Хотя столь умна в подаче намеков, как удивительно медленна она в их восприятии! Даже когда, устав от своей кошачьей игры, мистер Рочестер переходит к довольно несомненным демонстрациям привязанности — «заключая меня в свои объятия, собирая меня к своей груди, прижимая свои губы к моим губам» — Джейн не имеет представления, что он может иметь в виду. Некоторые леди сочли бы, что самое время оставить сквайра наедине с его каштановым деревом; или, во всяком случае, ненужным поддерживать тот тон высокодушевной женской тупости, который они вполне оправданы принимать, если джентльмены не хотят говорить прямо — но Джейн снова не делает ни того, ни другого. Не то чтобы мы говорили, что она была неправа, а совсем наоборот, учитывая обстоятельства дела — мистер Рочестер был ее хозяином, и «Герцогиня или ничего» было ее первым долгом — только она была не совсем так бесхитростна, как автор хотел бы, чтобы мы полагали.

Но если способ, которым она добивается приза, не является недопустимым согласно правилам искусства, то способ, которым она распоряжается им, когда он пойман, совершенно лишен авторитета или прецедента, разве что в людской. Большинство любовных игр утомительны и бессмысленны для стороннего наблюдателя, но роль, которую берет на себя Джейн, могла бы быть эффективно исполнена лишь при замене ее хозяина на Сэма. Как бы ни был груб мистер Рочестер, невольно вздрагиваешь за него под воздействием этого горничного beau idéal искусства кокетства. Еще немного, и мы отшвырнули бы книгу в сторону, чтобы она навсегда осталась среди того хлама, с которым подобные сцены ее роднят; но было бы жаль остановиться здесь, ибо дальше лежат удивительные вещи — сцены подавленного чувства, более страшные для наблюдения, чем самые неистовые торнадо страсти, — борьба с такой глубокой скорбью и страданием, что уже одно знание о том, что кто-то мог это вообразить, не говоря уже о том, чтобы пережить, вызывает мучение; и все же с той печатью истины, которая в человеческом сердце стоит выше реального опыта.

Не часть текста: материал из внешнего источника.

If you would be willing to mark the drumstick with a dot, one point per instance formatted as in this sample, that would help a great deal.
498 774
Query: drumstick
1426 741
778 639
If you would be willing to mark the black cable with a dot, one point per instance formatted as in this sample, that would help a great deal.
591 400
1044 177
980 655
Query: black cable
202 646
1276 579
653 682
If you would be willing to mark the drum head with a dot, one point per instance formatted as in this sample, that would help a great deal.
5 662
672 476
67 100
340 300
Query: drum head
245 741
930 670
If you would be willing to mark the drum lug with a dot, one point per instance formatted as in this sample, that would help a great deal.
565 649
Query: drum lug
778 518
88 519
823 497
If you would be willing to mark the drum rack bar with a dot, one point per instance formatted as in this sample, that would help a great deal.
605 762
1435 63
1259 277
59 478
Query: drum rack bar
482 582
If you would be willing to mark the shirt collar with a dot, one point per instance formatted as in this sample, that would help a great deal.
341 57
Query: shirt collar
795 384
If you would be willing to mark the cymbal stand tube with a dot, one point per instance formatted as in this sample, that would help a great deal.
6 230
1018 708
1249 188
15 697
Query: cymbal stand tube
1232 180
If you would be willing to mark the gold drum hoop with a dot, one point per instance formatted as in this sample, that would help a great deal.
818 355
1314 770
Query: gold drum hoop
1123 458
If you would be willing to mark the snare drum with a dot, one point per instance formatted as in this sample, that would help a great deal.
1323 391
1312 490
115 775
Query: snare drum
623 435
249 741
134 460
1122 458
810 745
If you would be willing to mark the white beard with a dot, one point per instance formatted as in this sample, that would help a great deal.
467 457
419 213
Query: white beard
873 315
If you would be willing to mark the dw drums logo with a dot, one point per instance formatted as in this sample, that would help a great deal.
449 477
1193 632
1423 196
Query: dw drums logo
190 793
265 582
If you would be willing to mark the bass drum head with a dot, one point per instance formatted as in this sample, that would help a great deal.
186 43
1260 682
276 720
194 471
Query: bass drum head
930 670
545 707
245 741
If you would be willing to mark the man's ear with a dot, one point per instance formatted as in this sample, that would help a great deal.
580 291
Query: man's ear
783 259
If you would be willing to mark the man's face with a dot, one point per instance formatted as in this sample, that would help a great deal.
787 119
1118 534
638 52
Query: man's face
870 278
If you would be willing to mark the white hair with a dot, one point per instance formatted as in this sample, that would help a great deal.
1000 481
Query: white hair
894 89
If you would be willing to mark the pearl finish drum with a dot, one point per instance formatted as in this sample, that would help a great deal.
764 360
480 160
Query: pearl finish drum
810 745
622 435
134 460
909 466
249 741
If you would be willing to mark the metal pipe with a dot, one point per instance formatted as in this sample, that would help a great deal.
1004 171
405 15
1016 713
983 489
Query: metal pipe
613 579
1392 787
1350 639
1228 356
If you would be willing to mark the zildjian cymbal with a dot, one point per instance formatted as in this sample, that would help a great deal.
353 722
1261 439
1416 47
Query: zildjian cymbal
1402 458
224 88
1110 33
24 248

Легкомысленная, третьесортная, плебейская актриса исчезла, и перед нами в реальной жизни предстает лишь благородная, высокодуховная женщина, связанная с нами реальностью своей скорби и в то же время возвышающаяся над нами силой своей воли. Если это и есть Джейн Эйр, то автор до сих пор был несправедлив к ней, а не мы.

* * * * *

Мы уже говорили, что это был портрет естественного сердца. На наш взгляд, в этом и заключается великий и вопиющий вред книги. Джейн Эйр — это от начала до конца олицетворение невозрожденного и недисциплинированного духа, и ее опаснее демонстрировать из-за того ореола принципиальности и самообладания, который способен ослепить глаз настолько, что он не заметит неэффективного и ненадежного фундамента, на котором она покоится. Правда, Джейн поступает правильно и проявляет большую моральную силу, но это сила чисто языческого ума, который сам себе закон. Никакой христианской благодати в ней не заметно. Она в полной мере унаследовала худший грех нашей падшей природы — грех гордыни. Джейн Эйр горда, а потому и неблагодарна. Богу было угодно сделать ее сиротой, без друзей и без гроша, — однако она не благодарит никого, и меньше всего Его, за пищу и одежду, за друзей, товарищей и наставников ее беспомощной юности, за заботу и образование, дарованные ей до тех пор, пока она не стала способна умом и годами обеспечивать себя сама. Напротив, она смотрит на все, что было для нее сделано, не только как на свое несомненное право, но и как на нечто, далеко не соответствующее ему. Учение о смирении не более чуждо ее уму, чем отвергаемо ее сердцем. Именно благодаря собственным талантам, добродетелям и мужеству она достигает вершины человеческого счастья, и, судя по собственным словам Джейн Эйр, никто не подумал бы, что она чем-то обязана Богу на небесах или человеку на земле. Она бежит от мистера Рочестера, и ей не к кому обратиться. Почему так? Превосходство нынешнего учреждения в Кастертоне, которое пришло на смену заведению в Коуэн-Бридж близ Керкби-Лонсдейла — а это, как мы слышим, и есть подлинные и реформированные Ловуды из книги, — довольно широко известно. Джейн прожила там восемь лет со 110 девочками и пятнадцатью учительницами. Почему она не завела среди них дружбы? Другие сироты покидали это и подобные учреждения, обретая друзей на всю жизнь и имея на выбор дома, куда можно было вернуться. Как же вышло, что Джейн не приобрела ни того, ни другого? Среди такого количества сверстниц наверняка были исключения из того, что она так самонадеянно клеймит как «общество низших умов». Конечно, автору было выгодно представить героиню совершенно лишенной обычных средств помощи, чтобы показать как ее испытания, так и ее способность к самообеспечению — на этом допущении строится вся книга, — но оно, при данных обстоятельствах, весьма неестественно и весьма несправедливо.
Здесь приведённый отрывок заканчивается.